The G400 is a basic gaming mouse in which everything has been designed to make a cheaper alternative to the G500, while still maintaining some top-end tech specs. In fact, Logitech has got rid of anything that's not strictly necessary and concentrated on basic performances. That sounds like a pretty sound idea if you ask us.

The sensor doesn't disappoint either. It tracked movements of up to 4.3 metres per second perfectly well in our tests, which is well above average. However, it couldn't quite deliver the 1000 Hz promised and it does use a fair bit of CPU power (see inset).

Logitech G400 mouse review
Big sliders are a good start but they aren't as indestructible as those on the Nova

We've got no complaints about this mouse's design or how it handles. It's nice and light and it has an ergonomically designed casing that fits neatly in your hand. We do, however, wonder when Logitech will start using better-quality sliders like the ceramic glides used in the Nova mouse.

1000 Hz? More Like 500 Hz
As is all too often the case, the 1000 Hz polling rate promised in the tech specs isn't delivered consistently in this mouse. It's actually more like 500 Hz most of the time, with an average CPU use of 35%, which is pretty high. Plus, CPU use peaks at 70% at the beginning of most movements.
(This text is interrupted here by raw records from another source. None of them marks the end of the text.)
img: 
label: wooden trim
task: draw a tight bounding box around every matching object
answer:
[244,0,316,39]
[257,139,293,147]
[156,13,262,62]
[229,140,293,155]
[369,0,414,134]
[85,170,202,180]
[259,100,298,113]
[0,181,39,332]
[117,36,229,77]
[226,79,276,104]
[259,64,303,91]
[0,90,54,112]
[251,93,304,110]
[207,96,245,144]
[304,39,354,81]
  • Lightweight design (105 g) and more subtle appearance than the G500
  • Good sensor: tracks movement up to 4.3 metres per second
  • Adjustable polling rate up to 1000 Hz
  • Two thumb buttons
  • Principally designed for right-handers but isn't uncomfortable in left hand


  • LED sensor: you'll probably need a mouse mat
  • Basic scroll wheel with lightly marked steps
  • Launch price is too high


It's difficult to recommend the Logitech G400 when the feature-rich G500 sells for about the same price. Unless its price drops significantly and soon, you might as well go for the G500!